Reliable Software Systems
Just writing applications is the tip of the iceberg. If you want them to be robust, reliable, and have few incidents, there are a lot more policies, procedures, and best practices your team should follow.
This section aligns with the principles of 12-Factor apps, and devops. If you follow all of the best practices listed here, your system should be highly available, reliable, and have few incidents.
Reliability Checklist
- Version Control: Code and configuration should be tracked in a version control system.
- Code Quality: Code should be automatically evaluated by certain quality metrics.
- Separation of Duties: Code needs to be peer reviewed as a requirement.
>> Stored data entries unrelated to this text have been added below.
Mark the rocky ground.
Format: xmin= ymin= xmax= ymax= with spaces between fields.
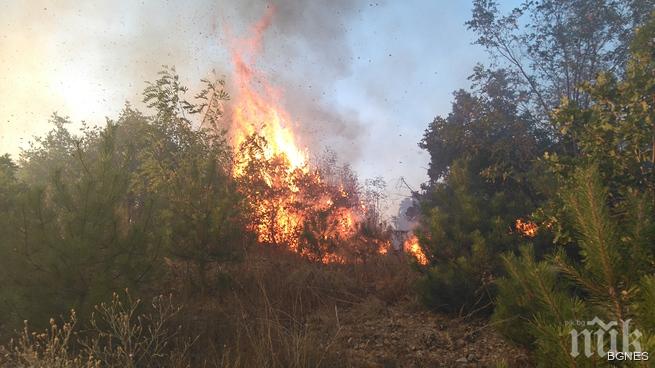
xmin=323 ymin=297 xmax=530 ymax=368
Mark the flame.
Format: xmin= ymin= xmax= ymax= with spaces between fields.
xmin=227 ymin=7 xmax=309 ymax=250
xmin=515 ymin=219 xmax=538 ymax=237
xmin=224 ymin=9 xmax=382 ymax=263
xmin=229 ymin=7 xmax=307 ymax=173
xmin=377 ymin=240 xmax=391 ymax=255
xmin=403 ymin=235 xmax=428 ymax=265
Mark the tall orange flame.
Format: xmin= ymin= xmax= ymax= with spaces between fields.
xmin=229 ymin=7 xmax=307 ymax=172
xmin=224 ymin=8 xmax=379 ymax=263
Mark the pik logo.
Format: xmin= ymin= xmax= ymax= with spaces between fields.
xmin=568 ymin=317 xmax=649 ymax=361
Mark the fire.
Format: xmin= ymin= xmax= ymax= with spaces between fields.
xmin=377 ymin=240 xmax=391 ymax=255
xmin=403 ymin=235 xmax=428 ymax=265
xmin=228 ymin=7 xmax=307 ymax=173
xmin=222 ymin=8 xmax=389 ymax=263
xmin=515 ymin=219 xmax=538 ymax=237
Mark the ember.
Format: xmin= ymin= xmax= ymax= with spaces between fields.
xmin=515 ymin=219 xmax=538 ymax=238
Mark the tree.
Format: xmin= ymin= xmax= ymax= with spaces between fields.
xmin=493 ymin=16 xmax=655 ymax=365
xmin=540 ymin=13 xmax=655 ymax=242
xmin=18 ymin=114 xmax=79 ymax=186
xmin=234 ymin=135 xmax=389 ymax=263
xmin=0 ymin=119 xmax=164 ymax=330
xmin=467 ymin=0 xmax=655 ymax=119
xmin=0 ymin=67 xmax=246 ymax=332
xmin=415 ymin=71 xmax=551 ymax=313
xmin=420 ymin=68 xmax=546 ymax=184
xmin=139 ymin=67 xmax=244 ymax=294
xmin=414 ymin=0 xmax=655 ymax=316
xmin=493 ymin=166 xmax=655 ymax=366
- Configuration Management: It should be possible to reliably re-create your infrastructure from code.
- CICD: You should have an automated way to build, test, and deploy your applications.
- Testing: There should be ample automated tests of your system that run routinely.
- Environment Parity: Your environments should be as similar as possible.
- Application States and Signals: Your applications should expose health information and be able to gracefully shut down.
- Boot and Shutdown Times: Applications should boot and shutdown promptly for scaling purposes.
- Stateless: Your applications should ideally be stateless.
- Deployment Patterns: You should be able to update your applications safely with zero down-time.
- High Availability: Your critical applications should be replicated across availability zones and regions. They should automatically scale based on demand.
- Load Balancing: Traffic to your services should be balanced among your replicas.
- Monitoring: You should have ample means to investigate, troubleshoot, and observe your system. You should be alerted if it is unhealthy.
- Security: Your system should follow industry best practices for security and implement defense in depth.
- Documentation: Thoroughly document your code and services for fellow engineers and end users.